When the president of the United States signs a bill into law, it's expected that he will abide by it. That's not the case with President Obama, who has a sudden interest in novel legalistic interpretations getting him off the hook from laws he doesn't like.
On Friday, the president signed the $1 trillion omnibus spending bill, which funds the government for the remaining nine months of the fiscal year. Afterward, he released a statement saying he won't abide by the law because the Justice Department had advised that certain provisions are "subject to well-founded constitutional objections."
House Speaker John A. Boehner's spokesman Kevin Smith told The Washington Times, "This president used to condemn the type of signing statements he is now embracing to ignore the will of Congress and the American people."
One of the presidential pet peeves is that Capitol Hill put the kibosh on his czars. Those high-level White House appointments aren't confirmed by the Senate but are central to implementing Mr. Obama's liberal agenda. Lawmakers specifically blocked funding for salaries and offices for four of his nine czars: health care (who coordinates Obamacare), automobile industry ("car czar"), urban affairs and climate change.
The president protested that defunding those positions "could prevent me from fulfilling my constitutional responsibilities, by denying me the assistance of senior advisers and by obstructing my supervision of executive branch officials." Thus, he's going to interpret the law as he sees fit.
The commander in chief is opposed to new restrictions on foreign relations and national security, especially a new requirement that the defense secretary notify congressional appropriations committees in advance of military exercises that cost more than $100,000 for construction.
Also at issue is a restriction on funding United Nations peacekeeping missions that put U.S. armed forces under the command or operational control of foreign nationals. Mr. Obama said he's only going to apply those provisions he deems constitutional. The same flexibility with the law apparently will be enjoyed in relation to 14 separate provisions that limit foreign aid to certain governments.
The president protested that "once again" he has been stopped from transferring terrorist detainees from the U.S. facility at Guantanamo Bay, Cuba, onto the U.S. mainland. He claimed this law could "violate constitutional separation of powers principles." He vowed to interpret it to keep executive powers supreme and work to repeal the ban on bringing these dangerous outlaws stateside.

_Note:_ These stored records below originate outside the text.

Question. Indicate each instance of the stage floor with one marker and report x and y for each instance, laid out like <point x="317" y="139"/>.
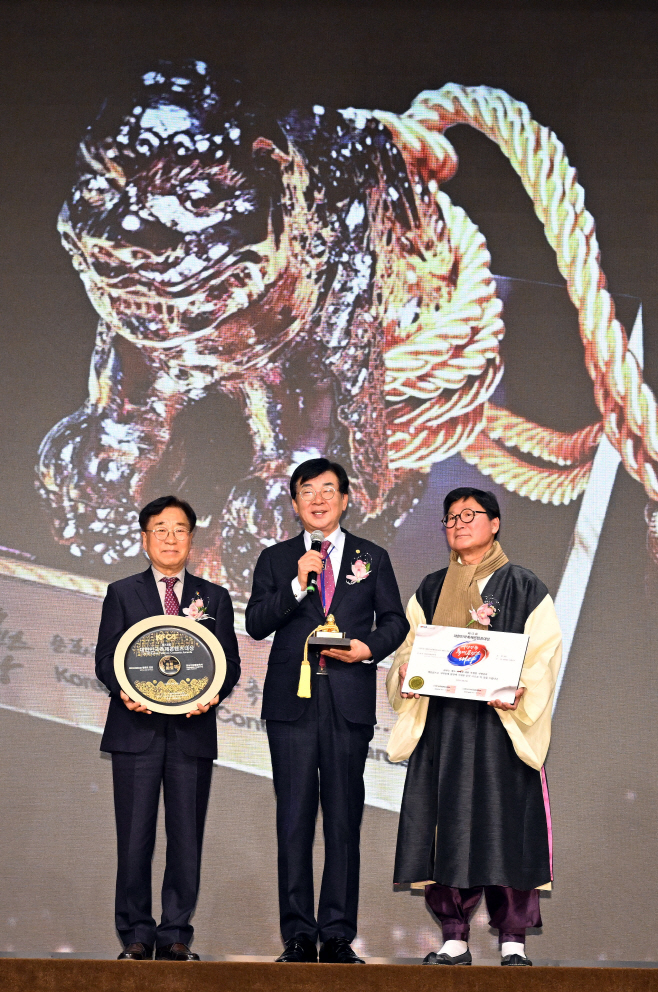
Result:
<point x="46" y="974"/>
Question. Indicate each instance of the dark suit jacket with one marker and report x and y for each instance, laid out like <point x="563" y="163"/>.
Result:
<point x="356" y="608"/>
<point x="136" y="598"/>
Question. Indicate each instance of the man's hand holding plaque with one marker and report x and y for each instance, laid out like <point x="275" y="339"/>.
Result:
<point x="169" y="664"/>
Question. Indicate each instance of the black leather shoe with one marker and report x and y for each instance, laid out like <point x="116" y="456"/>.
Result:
<point x="516" y="959"/>
<point x="136" y="952"/>
<point x="338" y="950"/>
<point x="300" y="950"/>
<point x="175" y="952"/>
<point x="434" y="958"/>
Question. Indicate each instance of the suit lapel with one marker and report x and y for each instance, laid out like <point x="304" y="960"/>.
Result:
<point x="349" y="550"/>
<point x="148" y="593"/>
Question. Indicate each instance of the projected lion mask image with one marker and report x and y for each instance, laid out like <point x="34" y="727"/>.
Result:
<point x="274" y="287"/>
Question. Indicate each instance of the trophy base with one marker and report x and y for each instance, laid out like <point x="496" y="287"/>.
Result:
<point x="340" y="641"/>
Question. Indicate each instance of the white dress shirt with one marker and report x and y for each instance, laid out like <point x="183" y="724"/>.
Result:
<point x="337" y="540"/>
<point x="177" y="586"/>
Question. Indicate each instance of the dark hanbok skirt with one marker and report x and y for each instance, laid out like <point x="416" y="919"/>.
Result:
<point x="472" y="812"/>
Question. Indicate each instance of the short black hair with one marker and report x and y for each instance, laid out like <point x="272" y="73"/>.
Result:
<point x="486" y="499"/>
<point x="311" y="469"/>
<point x="156" y="506"/>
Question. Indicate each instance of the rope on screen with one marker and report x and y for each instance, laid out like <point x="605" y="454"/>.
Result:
<point x="627" y="405"/>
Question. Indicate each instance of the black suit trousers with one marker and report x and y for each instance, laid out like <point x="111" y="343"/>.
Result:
<point x="321" y="756"/>
<point x="186" y="784"/>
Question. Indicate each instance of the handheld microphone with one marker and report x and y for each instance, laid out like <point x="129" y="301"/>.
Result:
<point x="317" y="537"/>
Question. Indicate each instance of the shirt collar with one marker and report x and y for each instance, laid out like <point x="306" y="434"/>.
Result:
<point x="159" y="575"/>
<point x="336" y="538"/>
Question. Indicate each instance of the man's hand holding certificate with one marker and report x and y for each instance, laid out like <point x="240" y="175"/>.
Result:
<point x="467" y="664"/>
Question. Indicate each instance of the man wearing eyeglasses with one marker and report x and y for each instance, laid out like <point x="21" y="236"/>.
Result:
<point x="475" y="815"/>
<point x="319" y="741"/>
<point x="150" y="750"/>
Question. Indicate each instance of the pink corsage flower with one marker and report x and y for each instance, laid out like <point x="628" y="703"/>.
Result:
<point x="360" y="571"/>
<point x="482" y="615"/>
<point x="197" y="610"/>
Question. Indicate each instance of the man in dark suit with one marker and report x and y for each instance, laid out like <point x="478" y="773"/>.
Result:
<point x="319" y="741"/>
<point x="153" y="749"/>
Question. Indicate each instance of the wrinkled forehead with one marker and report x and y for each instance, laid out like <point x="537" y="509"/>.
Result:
<point x="326" y="479"/>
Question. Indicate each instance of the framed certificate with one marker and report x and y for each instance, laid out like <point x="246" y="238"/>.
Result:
<point x="465" y="663"/>
<point x="170" y="664"/>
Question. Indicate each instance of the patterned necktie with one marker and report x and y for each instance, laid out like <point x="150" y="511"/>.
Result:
<point x="327" y="584"/>
<point x="172" y="605"/>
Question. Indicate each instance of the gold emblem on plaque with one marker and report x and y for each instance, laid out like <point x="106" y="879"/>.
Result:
<point x="169" y="665"/>
<point x="172" y="691"/>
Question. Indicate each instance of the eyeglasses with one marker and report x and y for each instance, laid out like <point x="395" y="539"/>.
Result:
<point x="308" y="494"/>
<point x="162" y="533"/>
<point x="466" y="517"/>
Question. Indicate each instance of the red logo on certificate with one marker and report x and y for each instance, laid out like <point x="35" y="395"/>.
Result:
<point x="467" y="653"/>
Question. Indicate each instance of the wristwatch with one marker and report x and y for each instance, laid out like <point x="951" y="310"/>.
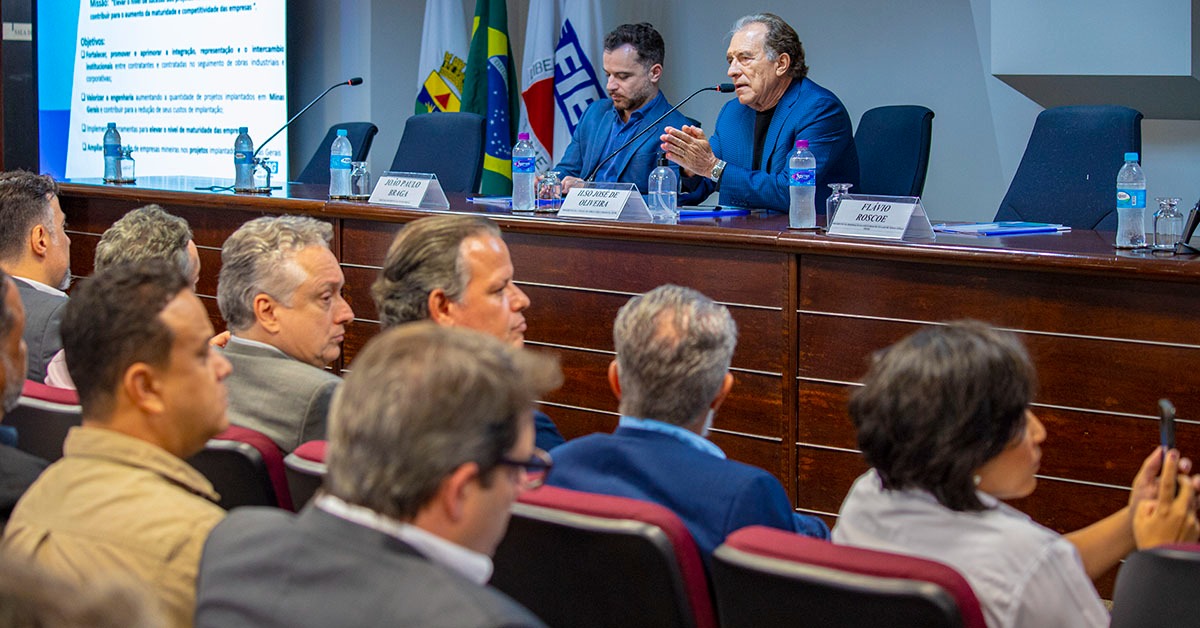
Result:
<point x="715" y="175"/>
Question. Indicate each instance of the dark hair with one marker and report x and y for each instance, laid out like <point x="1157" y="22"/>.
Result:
<point x="421" y="401"/>
<point x="647" y="41"/>
<point x="112" y="322"/>
<point x="781" y="39"/>
<point x="937" y="405"/>
<point x="24" y="202"/>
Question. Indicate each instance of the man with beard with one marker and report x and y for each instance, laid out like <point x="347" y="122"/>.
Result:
<point x="633" y="61"/>
<point x="18" y="470"/>
<point x="36" y="251"/>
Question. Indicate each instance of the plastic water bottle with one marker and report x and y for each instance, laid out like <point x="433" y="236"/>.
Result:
<point x="525" y="166"/>
<point x="664" y="189"/>
<point x="112" y="154"/>
<point x="1131" y="204"/>
<point x="340" y="156"/>
<point x="243" y="166"/>
<point x="802" y="174"/>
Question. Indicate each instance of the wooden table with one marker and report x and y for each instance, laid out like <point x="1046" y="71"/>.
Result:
<point x="1110" y="333"/>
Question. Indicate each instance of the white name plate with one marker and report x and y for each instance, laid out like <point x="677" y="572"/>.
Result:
<point x="409" y="190"/>
<point x="888" y="217"/>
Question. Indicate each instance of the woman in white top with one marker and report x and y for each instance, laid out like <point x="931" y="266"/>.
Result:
<point x="943" y="420"/>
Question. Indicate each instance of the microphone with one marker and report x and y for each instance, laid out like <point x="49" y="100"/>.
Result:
<point x="724" y="88"/>
<point x="355" y="81"/>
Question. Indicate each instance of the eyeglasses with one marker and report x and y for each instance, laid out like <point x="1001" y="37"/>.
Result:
<point x="533" y="471"/>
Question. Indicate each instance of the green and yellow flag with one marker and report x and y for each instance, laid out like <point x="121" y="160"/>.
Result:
<point x="491" y="90"/>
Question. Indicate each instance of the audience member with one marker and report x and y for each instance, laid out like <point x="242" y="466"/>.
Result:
<point x="943" y="418"/>
<point x="456" y="271"/>
<point x="280" y="292"/>
<point x="431" y="441"/>
<point x="777" y="105"/>
<point x="633" y="61"/>
<point x="144" y="233"/>
<point x="123" y="502"/>
<point x="35" y="249"/>
<point x="671" y="375"/>
<point x="18" y="470"/>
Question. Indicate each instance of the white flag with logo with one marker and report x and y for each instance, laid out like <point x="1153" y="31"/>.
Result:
<point x="442" y="66"/>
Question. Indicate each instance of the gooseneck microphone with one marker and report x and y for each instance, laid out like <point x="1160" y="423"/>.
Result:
<point x="724" y="88"/>
<point x="355" y="81"/>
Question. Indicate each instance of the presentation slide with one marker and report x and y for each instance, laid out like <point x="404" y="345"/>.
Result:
<point x="178" y="77"/>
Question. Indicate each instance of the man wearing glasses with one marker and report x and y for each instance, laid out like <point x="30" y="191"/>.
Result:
<point x="671" y="375"/>
<point x="431" y="441"/>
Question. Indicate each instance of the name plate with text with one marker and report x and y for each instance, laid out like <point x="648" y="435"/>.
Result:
<point x="888" y="217"/>
<point x="409" y="190"/>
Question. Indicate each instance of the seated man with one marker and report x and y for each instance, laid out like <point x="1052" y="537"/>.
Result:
<point x="36" y="251"/>
<point x="671" y="375"/>
<point x="144" y="233"/>
<point x="431" y="441"/>
<point x="123" y="503"/>
<point x="18" y="470"/>
<point x="633" y="60"/>
<point x="754" y="137"/>
<point x="280" y="292"/>
<point x="456" y="271"/>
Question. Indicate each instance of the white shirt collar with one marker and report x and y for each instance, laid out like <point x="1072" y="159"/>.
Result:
<point x="41" y="287"/>
<point x="468" y="563"/>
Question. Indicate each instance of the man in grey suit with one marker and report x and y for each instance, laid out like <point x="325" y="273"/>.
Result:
<point x="280" y="292"/>
<point x="431" y="441"/>
<point x="36" y="251"/>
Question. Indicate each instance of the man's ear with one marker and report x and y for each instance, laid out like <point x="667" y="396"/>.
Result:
<point x="267" y="312"/>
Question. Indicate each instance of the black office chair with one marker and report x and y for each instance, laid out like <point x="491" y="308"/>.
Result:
<point x="1069" y="169"/>
<point x="1158" y="587"/>
<point x="449" y="144"/>
<point x="360" y="135"/>
<point x="893" y="150"/>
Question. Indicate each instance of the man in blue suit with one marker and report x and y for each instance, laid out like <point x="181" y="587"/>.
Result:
<point x="747" y="156"/>
<point x="633" y="60"/>
<point x="671" y="375"/>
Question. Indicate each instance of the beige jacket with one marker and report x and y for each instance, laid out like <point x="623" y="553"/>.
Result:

On top of all this, Mr. Obama took umbrage at unnamed but "numerous" omnibus provisions that limit the executive branch from spending money without the approval of congressional committees. He wrote, "These are constitutionally impermissible forms of congressional aggrandizement in the execution of the laws." The chief executive warned that his administration will notify the relevant committees in advance and listen to their recommendations, but "our spending decisions shall not be treated as dependent on the approval of congressional committees."
The American system of government is based on a separation of powers, not presidential fiat. Mr. Obama should abide by every word of the 1,200-page bill passed by Congress and signed by his own hand.